In definitiva, si potrebbe affermare che i difetti genetici e di struttura cerebrale osservati nei bambini affetti da ADHD portano ai comportamenti caratteristici del disturbo dell’attenzione associato a iperattività riducendo la capacità di inibire comportamenti inadeguati e di autocontrollo, il che – a giudizio di Barkley – è il deficit centrale nell’ADHD.

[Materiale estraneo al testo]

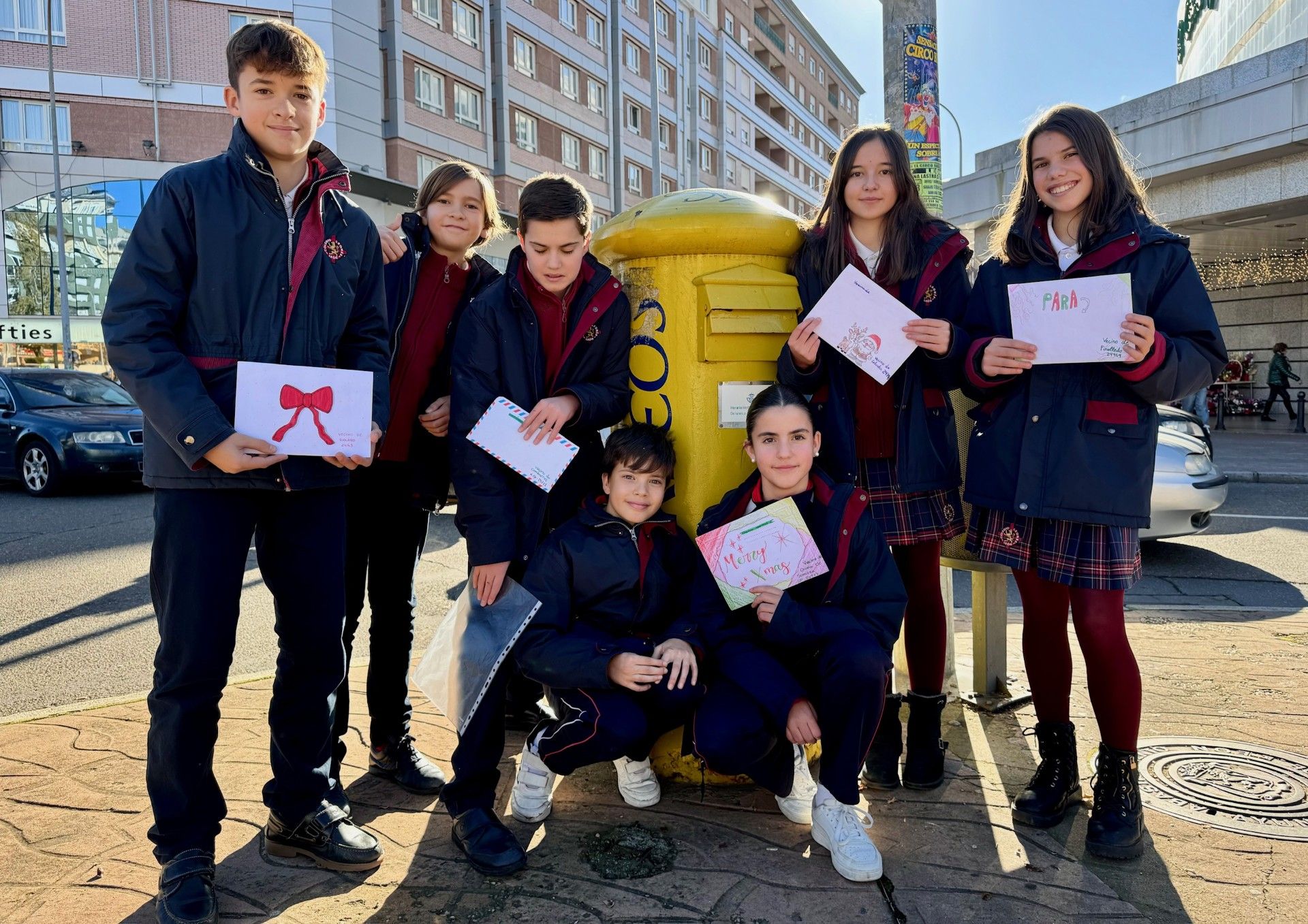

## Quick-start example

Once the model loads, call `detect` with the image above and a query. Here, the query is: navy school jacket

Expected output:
[964,214,1227,527]
[777,222,972,493]
[691,468,907,728]
[450,247,632,567]
[384,212,499,510]
[104,119,390,489]
[514,498,700,689]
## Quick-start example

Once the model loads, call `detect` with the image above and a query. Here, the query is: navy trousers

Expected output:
[145,488,345,863]
[332,462,429,778]
[692,630,891,805]
[532,681,704,775]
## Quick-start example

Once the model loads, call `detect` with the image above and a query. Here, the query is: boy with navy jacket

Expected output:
[104,22,387,921]
[442,175,630,874]
[509,424,702,823]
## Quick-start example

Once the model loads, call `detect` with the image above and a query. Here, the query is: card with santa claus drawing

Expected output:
[809,266,918,385]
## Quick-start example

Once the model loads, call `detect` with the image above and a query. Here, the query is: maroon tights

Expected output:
[891,541,946,697]
[1012,571,1140,750]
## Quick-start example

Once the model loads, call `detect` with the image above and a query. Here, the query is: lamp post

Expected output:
[937,102,963,176]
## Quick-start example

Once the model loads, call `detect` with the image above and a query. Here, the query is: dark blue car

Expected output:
[0,368,142,496]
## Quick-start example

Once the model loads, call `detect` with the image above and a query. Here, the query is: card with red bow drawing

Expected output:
[233,362,373,458]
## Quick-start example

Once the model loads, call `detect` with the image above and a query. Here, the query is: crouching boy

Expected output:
[510,424,704,822]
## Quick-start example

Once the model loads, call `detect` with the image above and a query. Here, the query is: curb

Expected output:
[1226,472,1308,485]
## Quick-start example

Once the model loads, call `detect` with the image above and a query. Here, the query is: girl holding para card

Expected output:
[777,125,972,789]
[964,105,1226,859]
[691,385,905,882]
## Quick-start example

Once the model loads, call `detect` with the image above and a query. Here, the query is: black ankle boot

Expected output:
[1012,721,1080,827]
[862,692,904,789]
[904,690,950,789]
[1086,744,1144,860]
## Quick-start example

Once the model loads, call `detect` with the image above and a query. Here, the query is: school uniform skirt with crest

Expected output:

L’autocontrollo – ossia la capacità di inibire o di posporre le immediate risposte motorie (e forse emotive) a un evento – è fondamentale per l’esecuzione di qualsiasi compito. Crescendo, la maggior parte dei bambini matura la capacità di impegnarsi in attività mentali, le funzioni esecutive, che li aiutano a vincere le distrazioni, a ricordare gli obiettivi e a compiere i passi necessari per raggiungerli. Per conseguire un obiettivo nel lavoro o nel gioco per esempio, bisogna essere in grado di ricordare lo scopo (retrospezione), di chiarirsi ciò che serve per raggiungere quell’obiettivo (previsione), di tenere a freno le emozioni e di motivarsi. Se una persona non riesce ad evitare l’interferenza di pensieri e impulsi, nessuna di queste funzioni può essere portata a termine con successo.
Nei primi anni, le funzioni esecutive sono svolte in modo esterno: avviene che i bambini parlino tra sé ad alta voce richiamando alla mente un compito o interrogandosi su un problema. Via via che maturano, i bambini imparano a interiorizzare, a rendere private, le funzioni esecutive, impedendo ad altri di conoscere i loro pensieri.
I soggetti con ADHD, invece, appaiono privi del “freno” necessario per inibire l’esecuzione davanti a tutti delle “funzioni esecutive”.